Это случилось уже глубокой ночью. Он спал, – или ему казалось, что он спал. Вдруг пронеслось возле него невидимое, но явное – как дыхание – ощущение присутствия рядом кого-то ещё.
Вениамин раскрыл глаза. На полянке, возле смутно темнеющего короба, стояла огромного роста человеческая фигура. Это был, без сомнения, рыцарь. Остроконечный шлем, длинный плащ, оголовок ножен меча возле подошвы исполинского сапога. Ростом был рыцарь почти вровень с дубом, и прозрачно блистал серебристо-белеющим светом. Нет, не кинулся страх в утомлённое от скорбей сердце аббата – ни каплей, ни тенью, поскольку веяло от чудесного гостя неколебимым спокойствием и чарующей добротой.
– Здравствуй, Вениамин, – сказал, не разжимая губ, рыцарь, и массивные латные рукавицы его отпустились на рукоять длинного рыцарского меча.
Меч был длиной вдвое больше самого длинного из земных мечей, откованных из земного железа. Клинок его светился сквозь ножны, и поражал безупречностью линий и скрытой стремительной мощью.
– Кто ты? – спросил, вставая и запрокидывая вверх лицо, изумлённый аббат.
Но, всмотревшись, он охнул и упал на колени.

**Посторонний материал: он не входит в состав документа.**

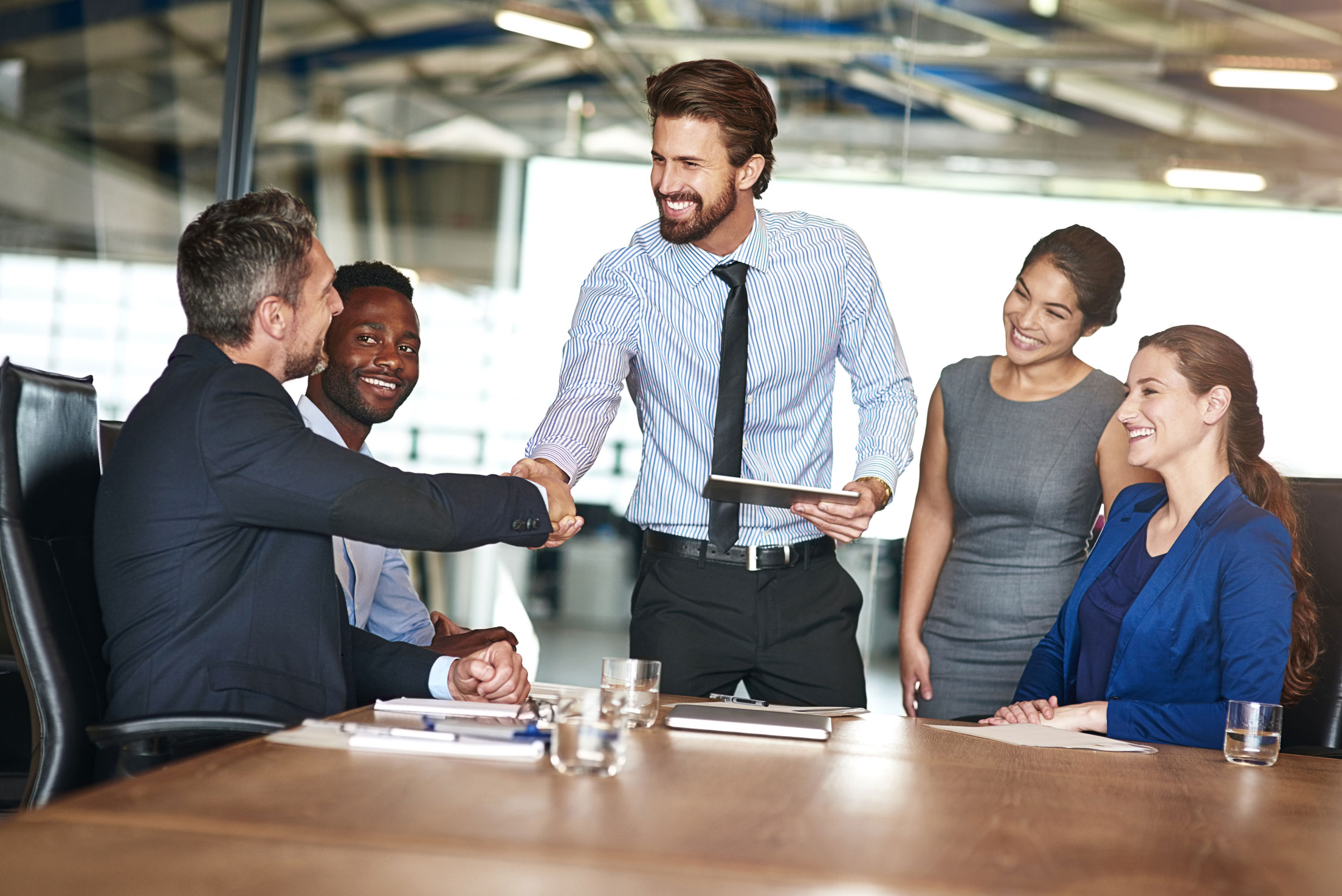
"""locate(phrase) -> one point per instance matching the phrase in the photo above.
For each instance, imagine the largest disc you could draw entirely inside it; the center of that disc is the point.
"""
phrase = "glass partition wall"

– Глем! – простонал он. – Глем! Глем…
Он потянулся, взял в руку край призрачного плаща и поцеловал его. Тогда серебряный великан так же встал на колено, взял в латную длань худую руку аббата и сам поцеловал её.
– Да за что же? – прошептал, слепя глаза жгучей слезой, потрясённый аббат.
– За то, – и с болью, и ласково, и с пронзительной дружеской проникновенностью сказал великан, – что спас жизнь стольким узникам. За то, что надел на своё благополучное тело прокисшее, гадкое, скорбное одеянье башмачника, а потом принял этим же телом десяток беспощадных ударов. И за то ещё, что сжёг меня. Я не успел попросить тебя, и уже отлетевшим духом своим кричал и молил, чтобы не хоронили – и ты услышал.
– Но для чего, – прижимая к лицу край плаща, спросил потрясённый аббат, – не нужно было тебя хоронить?